音频编码相关知识概念
AAC是新一代音频有损压缩技术,它通过一些附加的编码技术(PS、SBR)衍生出LC-AAC、HE-AAC、HE-AAC v2三种主要的编码格式。“LC-AAC是比较传统的AAC,相对而言,其主要应用于中高码率场景的编码(≥80Kbit/s);HE-AAC(相当于AAC+SBR)主要应用于中低码率场景的编码(≤80Kbit/s);而新近推出的HE-AAC v2(相当于AAC+SBR+PS)主要应用于低码率场景的编码(≤48Kbit/s)。

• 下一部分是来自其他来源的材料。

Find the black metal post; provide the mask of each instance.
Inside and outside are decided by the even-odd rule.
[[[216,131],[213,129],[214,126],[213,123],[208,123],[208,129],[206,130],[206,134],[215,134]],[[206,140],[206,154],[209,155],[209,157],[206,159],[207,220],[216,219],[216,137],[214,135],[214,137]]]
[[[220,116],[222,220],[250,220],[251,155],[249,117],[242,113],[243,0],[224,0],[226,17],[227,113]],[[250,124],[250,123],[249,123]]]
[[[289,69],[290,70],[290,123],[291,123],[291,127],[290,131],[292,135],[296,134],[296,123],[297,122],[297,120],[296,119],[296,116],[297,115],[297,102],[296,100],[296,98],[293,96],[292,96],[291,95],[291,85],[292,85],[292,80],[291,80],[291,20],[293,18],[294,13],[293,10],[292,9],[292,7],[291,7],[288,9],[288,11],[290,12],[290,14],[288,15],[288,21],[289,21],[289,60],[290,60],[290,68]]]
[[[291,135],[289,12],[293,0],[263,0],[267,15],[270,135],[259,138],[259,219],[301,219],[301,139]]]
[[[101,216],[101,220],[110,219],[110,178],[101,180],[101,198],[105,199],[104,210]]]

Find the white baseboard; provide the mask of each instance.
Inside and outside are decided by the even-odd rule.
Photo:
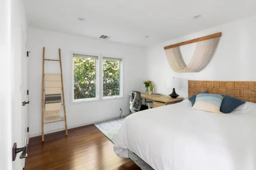
[[[124,116],[124,115],[122,115],[123,116]],[[126,116],[125,115],[125,116]],[[116,116],[113,117],[111,117],[111,118],[108,118],[107,119],[105,119],[104,120],[99,120],[99,121],[97,121],[96,122],[88,122],[84,123],[82,123],[81,124],[76,124],[75,125],[73,125],[73,126],[70,126],[68,127],[68,129],[73,129],[73,128],[77,128],[78,127],[80,127],[80,126],[85,126],[86,125],[88,125],[89,124],[93,124],[95,123],[96,123],[96,122],[100,122],[101,121],[103,121],[104,120],[109,120],[111,119],[114,119],[115,118],[117,118],[118,117],[116,117]],[[65,127],[63,127],[63,128],[58,128],[58,129],[52,129],[52,130],[50,130],[49,131],[45,131],[44,134],[45,135],[46,135],[46,134],[48,134],[49,133],[53,133],[54,132],[59,132],[60,131],[64,131],[65,130]],[[41,132],[39,132],[38,133],[33,133],[33,134],[29,134],[29,137],[30,138],[32,138],[33,137],[35,137],[35,136],[41,136],[42,135],[42,134]]]

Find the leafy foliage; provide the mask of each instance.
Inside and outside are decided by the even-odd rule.
[[[119,62],[103,60],[103,96],[118,95]]]
[[[96,97],[96,59],[74,57],[75,99]]]
[[[103,61],[103,96],[119,94],[119,62]],[[74,57],[74,99],[96,97],[96,60]]]

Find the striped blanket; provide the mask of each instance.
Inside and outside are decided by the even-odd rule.
[[[58,116],[61,113],[61,77],[59,74],[45,74],[45,117]]]

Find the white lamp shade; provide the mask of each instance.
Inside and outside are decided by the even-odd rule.
[[[179,88],[180,86],[180,80],[179,78],[172,77],[167,79],[167,88]]]

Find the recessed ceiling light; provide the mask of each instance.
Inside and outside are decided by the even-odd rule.
[[[193,19],[198,19],[198,18],[199,18],[200,17],[201,17],[201,15],[196,15],[194,17],[193,17]]]
[[[77,19],[80,21],[84,21],[84,18],[82,17],[79,17]]]

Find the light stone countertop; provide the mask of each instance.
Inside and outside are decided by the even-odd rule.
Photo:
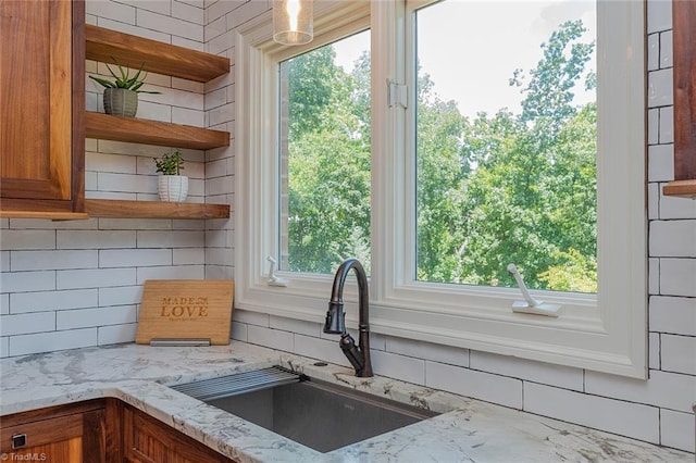
[[[336,346],[338,349],[338,346]],[[115,397],[241,462],[693,462],[694,455],[244,342],[116,345],[0,361],[0,415]],[[443,413],[320,453],[165,385],[283,365]],[[378,373],[378,372],[377,372]]]

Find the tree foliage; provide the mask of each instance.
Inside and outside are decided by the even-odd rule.
[[[460,114],[419,73],[417,277],[511,286],[514,262],[532,288],[596,290],[596,104],[573,104],[594,43],[580,21],[540,46],[510,85],[519,114]],[[290,270],[331,273],[370,260],[370,57],[346,73],[331,46],[289,66]]]

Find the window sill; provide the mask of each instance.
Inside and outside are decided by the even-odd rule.
[[[664,196],[696,199],[696,179],[670,182],[664,185],[662,192]]]

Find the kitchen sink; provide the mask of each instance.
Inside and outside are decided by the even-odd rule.
[[[320,452],[437,415],[282,367],[172,388]]]

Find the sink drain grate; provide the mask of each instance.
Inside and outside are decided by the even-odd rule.
[[[195,399],[207,401],[299,383],[300,379],[301,376],[297,373],[272,366],[170,387]]]

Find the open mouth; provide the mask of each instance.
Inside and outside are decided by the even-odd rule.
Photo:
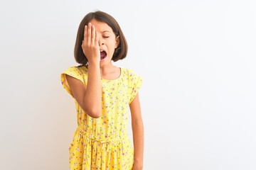
[[[107,52],[104,50],[100,51],[100,60],[104,60],[107,57]]]

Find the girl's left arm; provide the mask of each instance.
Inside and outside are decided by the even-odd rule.
[[[134,147],[134,166],[132,170],[143,169],[144,126],[141,113],[139,93],[129,104],[132,117],[132,128]]]

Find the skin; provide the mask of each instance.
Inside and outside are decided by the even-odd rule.
[[[101,78],[115,79],[121,74],[119,68],[111,62],[114,49],[119,43],[112,28],[105,23],[95,19],[85,26],[82,51],[88,60],[88,80],[85,86],[82,82],[66,75],[74,98],[90,116],[101,116]],[[100,60],[100,50],[107,52],[104,61]],[[144,126],[141,114],[139,94],[129,104],[134,147],[134,162],[132,170],[143,169]]]

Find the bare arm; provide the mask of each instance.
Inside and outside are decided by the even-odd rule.
[[[74,98],[85,112],[92,118],[97,118],[102,110],[102,89],[100,81],[100,52],[99,36],[91,23],[85,27],[82,48],[88,60],[88,80],[87,87],[82,82],[66,76]]]
[[[129,104],[134,147],[134,163],[132,170],[143,169],[144,125],[141,113],[139,94]]]

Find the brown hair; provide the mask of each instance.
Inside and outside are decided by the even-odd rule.
[[[84,38],[85,26],[93,18],[97,21],[107,23],[112,29],[116,37],[119,36],[119,44],[114,50],[112,60],[117,62],[125,58],[127,54],[128,45],[120,26],[112,16],[107,13],[97,11],[87,14],[79,26],[74,49],[75,61],[81,64],[81,65],[87,65],[88,64],[88,60],[82,52],[82,43]]]

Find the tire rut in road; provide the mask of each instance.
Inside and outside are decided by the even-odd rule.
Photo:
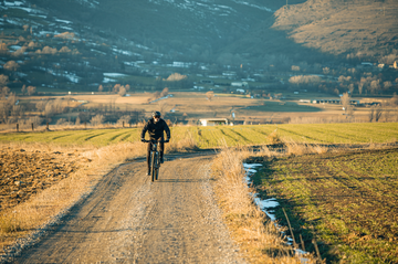
[[[150,182],[121,166],[14,263],[243,263],[209,183],[210,157],[176,159]]]

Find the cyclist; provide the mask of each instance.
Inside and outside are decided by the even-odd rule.
[[[154,112],[153,118],[150,118],[147,124],[145,124],[143,131],[142,131],[142,141],[145,141],[145,133],[148,131],[149,139],[150,140],[158,140],[161,138],[161,141],[159,142],[159,152],[160,152],[160,163],[164,162],[164,150],[165,150],[165,144],[164,144],[164,133],[166,131],[167,139],[165,142],[168,142],[170,140],[170,129],[167,126],[166,122],[160,118],[160,112]],[[147,150],[147,163],[148,163],[148,175],[150,175],[150,149],[151,149],[151,142],[148,142],[148,150]]]

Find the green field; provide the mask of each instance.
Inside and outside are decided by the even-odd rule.
[[[222,139],[228,146],[270,144],[268,137],[275,130],[283,140],[308,144],[395,142],[398,138],[398,123],[176,126],[170,129],[174,141],[190,137],[196,140],[199,148],[221,146]],[[9,133],[0,134],[0,141],[52,142],[100,147],[118,141],[139,140],[139,134],[140,128]]]
[[[253,178],[276,219],[327,263],[398,263],[398,148],[264,161]],[[266,190],[266,191],[264,191]],[[289,231],[287,231],[289,232]],[[302,246],[300,246],[302,247]]]

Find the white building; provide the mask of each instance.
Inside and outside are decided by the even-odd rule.
[[[218,126],[218,125],[228,125],[227,118],[203,118],[200,119],[202,126]]]

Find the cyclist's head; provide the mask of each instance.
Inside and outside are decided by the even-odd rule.
[[[155,122],[158,122],[160,119],[160,112],[158,112],[158,110],[154,112],[153,113],[153,118],[154,118]]]

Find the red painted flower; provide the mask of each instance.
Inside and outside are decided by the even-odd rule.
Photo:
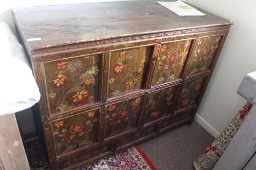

事实上大部分编码器都设置为≤48Kbit/s自动启用PS技术,而>48Kbit/s则不加PS,相当于普通的HE-AAC。
特点:在小于128Kbit/s的码率下表现优异,并且多用于视频中的音频编码。
pcm:脉冲编码调制 = 量化格式(samoleFormat) + 采样率(sampleRate) + 声道数(channel)
比特率 = 采样率 * 比特 * 声道数
音频采样率:指录音设备在一秒钟对声音信号的采样次数,采用频率越高声音的还原就越真实越自然,采用频率一般分为22.05KHz、44.1KHz、48KHz三个等级。
比特率:每秒传递的比特数(bit)。单位为bbs,比特率越高,传送数据速度越快。
ADTS(Audio Data Transport Stream),是AAC的一种十分常见的传输格式。
AAC解码器都需要把AAC的ES流打包成ADTS的格式,一般是在AAC ES流前添加7个字节的ADTS header.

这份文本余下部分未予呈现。